Quanto alla certezza della pena, le uniche migliorie le ha firmate il ministro M5S della Giustizia Alfonso Bonafede, cancellando l’ennesima legge Svuotacarceri ereditata dal centrosinistra e varando la Spazzacorrotti per scoprire e punire più severamente i reati contro la Pubblica amministrazione. Secondo i sondaggi, è la legge più apprezzata del governo giallo-verde (80% di consenso). Ma di queste cose non parla nessuno. La “narrazione” dei media, filo-Salvini e anti-Salvini, è che fa tutto lui. Invece lui non fa nulla per nessuno, ma promette tutto a tutti.
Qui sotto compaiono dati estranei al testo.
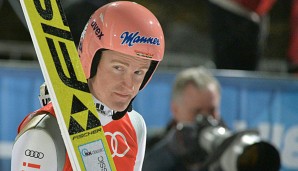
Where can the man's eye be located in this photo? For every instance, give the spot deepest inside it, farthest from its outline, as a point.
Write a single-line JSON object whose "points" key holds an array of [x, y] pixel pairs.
{"points": [[119, 68]]}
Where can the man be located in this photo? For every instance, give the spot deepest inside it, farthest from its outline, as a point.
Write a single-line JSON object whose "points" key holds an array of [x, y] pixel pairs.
{"points": [[120, 48], [195, 93]]}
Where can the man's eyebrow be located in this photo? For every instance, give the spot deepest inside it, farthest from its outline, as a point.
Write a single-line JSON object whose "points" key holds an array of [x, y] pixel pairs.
{"points": [[121, 62], [127, 64]]}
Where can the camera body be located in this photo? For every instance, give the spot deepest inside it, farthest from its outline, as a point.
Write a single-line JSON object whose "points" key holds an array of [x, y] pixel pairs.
{"points": [[210, 145]]}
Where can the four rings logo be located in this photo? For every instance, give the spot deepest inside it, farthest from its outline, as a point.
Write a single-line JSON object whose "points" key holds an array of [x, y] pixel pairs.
{"points": [[34, 154], [115, 145]]}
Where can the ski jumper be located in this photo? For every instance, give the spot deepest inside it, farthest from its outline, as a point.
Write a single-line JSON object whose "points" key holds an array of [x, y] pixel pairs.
{"points": [[39, 144]]}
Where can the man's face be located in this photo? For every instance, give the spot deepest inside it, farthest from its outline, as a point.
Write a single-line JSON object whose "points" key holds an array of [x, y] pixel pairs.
{"points": [[118, 79], [194, 101]]}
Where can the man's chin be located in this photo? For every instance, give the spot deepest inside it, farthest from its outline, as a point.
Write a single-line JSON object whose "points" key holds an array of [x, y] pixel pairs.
{"points": [[119, 107]]}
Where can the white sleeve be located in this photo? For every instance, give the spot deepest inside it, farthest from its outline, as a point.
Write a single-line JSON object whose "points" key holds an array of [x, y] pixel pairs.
{"points": [[34, 150], [141, 131]]}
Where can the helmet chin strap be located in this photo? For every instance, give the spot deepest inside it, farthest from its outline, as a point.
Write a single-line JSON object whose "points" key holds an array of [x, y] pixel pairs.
{"points": [[119, 115]]}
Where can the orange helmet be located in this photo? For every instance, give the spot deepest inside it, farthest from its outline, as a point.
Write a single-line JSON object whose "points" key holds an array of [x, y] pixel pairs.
{"points": [[125, 27]]}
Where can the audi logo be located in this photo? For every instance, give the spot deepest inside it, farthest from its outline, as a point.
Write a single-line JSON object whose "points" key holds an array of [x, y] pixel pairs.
{"points": [[114, 144], [34, 154]]}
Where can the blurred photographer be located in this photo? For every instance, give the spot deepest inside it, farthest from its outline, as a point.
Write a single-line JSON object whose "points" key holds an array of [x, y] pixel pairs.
{"points": [[195, 91], [197, 139]]}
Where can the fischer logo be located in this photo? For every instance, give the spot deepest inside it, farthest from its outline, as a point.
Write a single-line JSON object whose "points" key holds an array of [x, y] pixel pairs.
{"points": [[86, 152], [86, 134], [132, 38], [34, 154]]}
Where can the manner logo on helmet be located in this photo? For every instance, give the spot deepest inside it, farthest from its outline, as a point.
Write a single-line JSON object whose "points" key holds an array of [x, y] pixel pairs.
{"points": [[96, 30], [131, 38]]}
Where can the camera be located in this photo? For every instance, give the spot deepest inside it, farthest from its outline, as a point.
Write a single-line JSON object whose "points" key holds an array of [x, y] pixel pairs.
{"points": [[211, 146]]}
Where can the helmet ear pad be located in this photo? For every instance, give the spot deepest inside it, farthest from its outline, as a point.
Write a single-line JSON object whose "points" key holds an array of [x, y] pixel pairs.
{"points": [[149, 73], [95, 62]]}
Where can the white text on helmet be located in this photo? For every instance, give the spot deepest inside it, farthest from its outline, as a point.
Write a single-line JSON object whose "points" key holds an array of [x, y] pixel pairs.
{"points": [[131, 38], [97, 30]]}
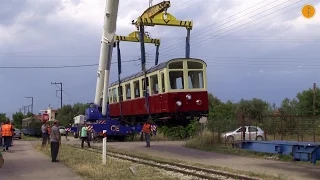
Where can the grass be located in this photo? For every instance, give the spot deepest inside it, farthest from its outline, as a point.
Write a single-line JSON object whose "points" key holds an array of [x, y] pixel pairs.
{"points": [[28, 138], [158, 137], [207, 142], [89, 165], [142, 155]]}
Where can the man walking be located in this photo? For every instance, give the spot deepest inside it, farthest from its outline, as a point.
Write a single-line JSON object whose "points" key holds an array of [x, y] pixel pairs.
{"points": [[1, 141], [45, 134], [84, 135], [146, 129], [6, 131], [55, 140]]}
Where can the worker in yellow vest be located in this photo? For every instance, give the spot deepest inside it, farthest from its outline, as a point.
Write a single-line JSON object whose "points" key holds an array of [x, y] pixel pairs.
{"points": [[1, 160], [7, 133]]}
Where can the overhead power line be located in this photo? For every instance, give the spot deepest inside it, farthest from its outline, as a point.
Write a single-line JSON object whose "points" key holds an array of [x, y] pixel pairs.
{"points": [[56, 67]]}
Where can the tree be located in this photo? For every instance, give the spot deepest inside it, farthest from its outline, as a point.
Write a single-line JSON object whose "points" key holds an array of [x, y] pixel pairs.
{"points": [[253, 109], [305, 102], [17, 119]]}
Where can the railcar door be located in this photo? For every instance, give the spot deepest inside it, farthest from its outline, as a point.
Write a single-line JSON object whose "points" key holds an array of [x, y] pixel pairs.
{"points": [[163, 96]]}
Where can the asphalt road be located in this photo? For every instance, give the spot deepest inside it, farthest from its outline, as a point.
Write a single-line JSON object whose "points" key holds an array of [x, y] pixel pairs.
{"points": [[175, 150], [23, 162]]}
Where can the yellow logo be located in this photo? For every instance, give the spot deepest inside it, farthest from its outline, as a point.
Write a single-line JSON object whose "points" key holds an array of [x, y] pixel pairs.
{"points": [[308, 11]]}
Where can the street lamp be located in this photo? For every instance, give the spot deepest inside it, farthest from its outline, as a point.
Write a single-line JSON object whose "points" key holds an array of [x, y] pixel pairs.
{"points": [[28, 97]]}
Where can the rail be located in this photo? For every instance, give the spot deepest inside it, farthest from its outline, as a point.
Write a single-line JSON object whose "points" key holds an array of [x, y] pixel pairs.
{"points": [[174, 167]]}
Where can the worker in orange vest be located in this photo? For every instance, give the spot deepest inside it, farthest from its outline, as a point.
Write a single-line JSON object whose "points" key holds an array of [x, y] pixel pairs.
{"points": [[49, 132], [11, 141], [7, 133], [1, 160], [146, 129]]}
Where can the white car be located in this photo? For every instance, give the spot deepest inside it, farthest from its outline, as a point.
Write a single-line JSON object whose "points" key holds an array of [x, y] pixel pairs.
{"points": [[251, 133], [62, 130]]}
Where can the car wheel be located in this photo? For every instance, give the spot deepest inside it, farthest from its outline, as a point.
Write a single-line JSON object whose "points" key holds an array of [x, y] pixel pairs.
{"points": [[259, 138], [230, 139]]}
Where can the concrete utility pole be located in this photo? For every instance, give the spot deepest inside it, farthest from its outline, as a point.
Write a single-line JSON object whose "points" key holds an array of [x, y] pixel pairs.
{"points": [[30, 97], [60, 89], [314, 98]]}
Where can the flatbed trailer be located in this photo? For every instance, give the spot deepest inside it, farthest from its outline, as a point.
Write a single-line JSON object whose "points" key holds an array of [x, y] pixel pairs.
{"points": [[300, 151]]}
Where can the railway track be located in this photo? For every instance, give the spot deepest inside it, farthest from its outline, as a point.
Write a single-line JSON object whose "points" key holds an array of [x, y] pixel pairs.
{"points": [[201, 173]]}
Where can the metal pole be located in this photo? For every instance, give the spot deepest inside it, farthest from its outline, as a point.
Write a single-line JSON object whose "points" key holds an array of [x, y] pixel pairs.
{"points": [[314, 98], [104, 148], [30, 97], [188, 44], [60, 83], [157, 55], [61, 96], [143, 64]]}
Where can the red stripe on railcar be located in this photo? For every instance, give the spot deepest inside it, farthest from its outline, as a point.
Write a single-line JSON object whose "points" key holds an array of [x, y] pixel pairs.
{"points": [[162, 103]]}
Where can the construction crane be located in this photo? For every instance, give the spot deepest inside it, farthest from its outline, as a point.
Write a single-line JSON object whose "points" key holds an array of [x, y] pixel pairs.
{"points": [[135, 36], [158, 15]]}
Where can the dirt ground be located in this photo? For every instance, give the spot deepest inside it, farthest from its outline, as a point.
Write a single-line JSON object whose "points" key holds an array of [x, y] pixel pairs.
{"points": [[23, 162], [175, 150]]}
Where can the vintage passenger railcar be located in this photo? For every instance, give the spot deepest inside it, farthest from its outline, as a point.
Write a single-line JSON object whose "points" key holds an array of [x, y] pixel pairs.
{"points": [[176, 91]]}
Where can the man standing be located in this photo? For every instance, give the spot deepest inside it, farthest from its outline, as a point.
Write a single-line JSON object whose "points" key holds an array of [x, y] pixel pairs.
{"points": [[84, 135], [146, 129], [55, 140], [45, 134], [1, 160], [6, 131], [1, 141], [13, 133]]}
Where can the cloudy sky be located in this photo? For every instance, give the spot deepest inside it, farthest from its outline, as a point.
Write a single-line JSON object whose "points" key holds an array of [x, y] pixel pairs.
{"points": [[253, 48]]}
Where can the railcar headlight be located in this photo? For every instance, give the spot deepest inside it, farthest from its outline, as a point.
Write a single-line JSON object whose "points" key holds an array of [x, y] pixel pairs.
{"points": [[188, 96]]}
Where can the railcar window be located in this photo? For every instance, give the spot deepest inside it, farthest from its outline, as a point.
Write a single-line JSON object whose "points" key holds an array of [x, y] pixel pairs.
{"points": [[253, 129], [144, 86], [194, 65], [154, 84], [163, 83], [176, 79], [110, 96], [114, 95], [136, 89], [176, 65], [128, 91], [195, 79], [120, 93]]}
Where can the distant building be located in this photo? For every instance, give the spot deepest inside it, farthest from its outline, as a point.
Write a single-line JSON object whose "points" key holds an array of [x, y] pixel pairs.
{"points": [[51, 112]]}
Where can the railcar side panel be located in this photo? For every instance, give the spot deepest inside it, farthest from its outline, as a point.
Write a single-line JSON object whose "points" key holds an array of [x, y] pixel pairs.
{"points": [[162, 103]]}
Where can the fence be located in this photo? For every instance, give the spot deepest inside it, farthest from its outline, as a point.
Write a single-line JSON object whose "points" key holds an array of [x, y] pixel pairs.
{"points": [[270, 127], [291, 128]]}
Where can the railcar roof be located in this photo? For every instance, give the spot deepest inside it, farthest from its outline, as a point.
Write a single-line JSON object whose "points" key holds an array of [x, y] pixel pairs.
{"points": [[152, 69]]}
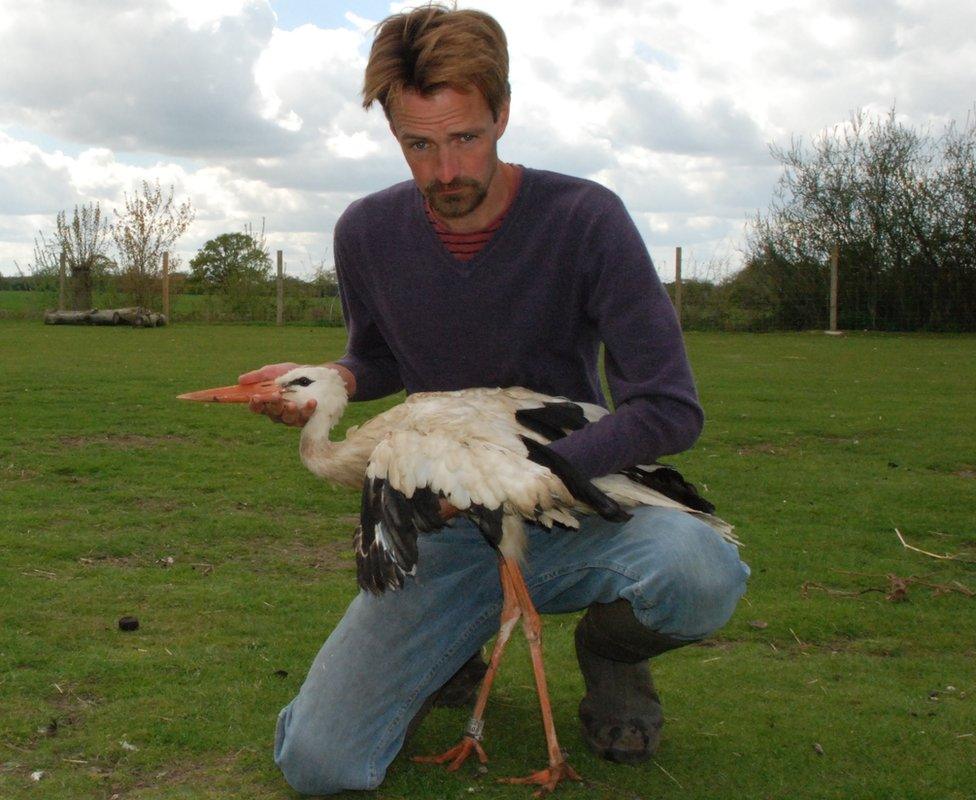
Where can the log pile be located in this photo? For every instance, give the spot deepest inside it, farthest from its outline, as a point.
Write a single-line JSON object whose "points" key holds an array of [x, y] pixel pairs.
{"points": [[137, 317]]}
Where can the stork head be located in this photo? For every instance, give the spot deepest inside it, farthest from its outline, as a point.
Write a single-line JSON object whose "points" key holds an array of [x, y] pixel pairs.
{"points": [[299, 385], [321, 384]]}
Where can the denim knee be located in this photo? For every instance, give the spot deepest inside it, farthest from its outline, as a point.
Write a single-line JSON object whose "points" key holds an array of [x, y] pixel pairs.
{"points": [[695, 585], [314, 767]]}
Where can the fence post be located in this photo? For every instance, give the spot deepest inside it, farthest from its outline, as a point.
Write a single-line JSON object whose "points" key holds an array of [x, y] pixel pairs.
{"points": [[166, 286], [61, 280], [281, 290], [834, 269], [677, 283]]}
E continuerà a mietere voti e consensi finché durerà l’incantamento generale, o finché qualcun altro non riuscirà a contrapporgli una “narrazione” diversa, ma altrettanto efficace e possibilmente seguita da atti concreti, sui temi più caldi per l’opinione pubblica. Pretendere che un clandestino dedito allo spaccio e alla violenza, se non può essere espulso né condannato definitivamente in tempi ragionevoli, resti almeno in galera per un po’, è forse fascismo?

Razzismo? Giustizialismo? No, è puro buon senso. Anzi, è un diritto sacrosanto dei cittadini. E anche dei tanti immigrati onesti che pagano per primi un surplus di xenofobia ogni volta che un immigrato commette delitti impunemente e si fa pure beffe dei magistrati e delle forze dell’ordine. Quando i presunti avversari e rivali di Salvini lo capiranno, sarà sempre troppo tardi.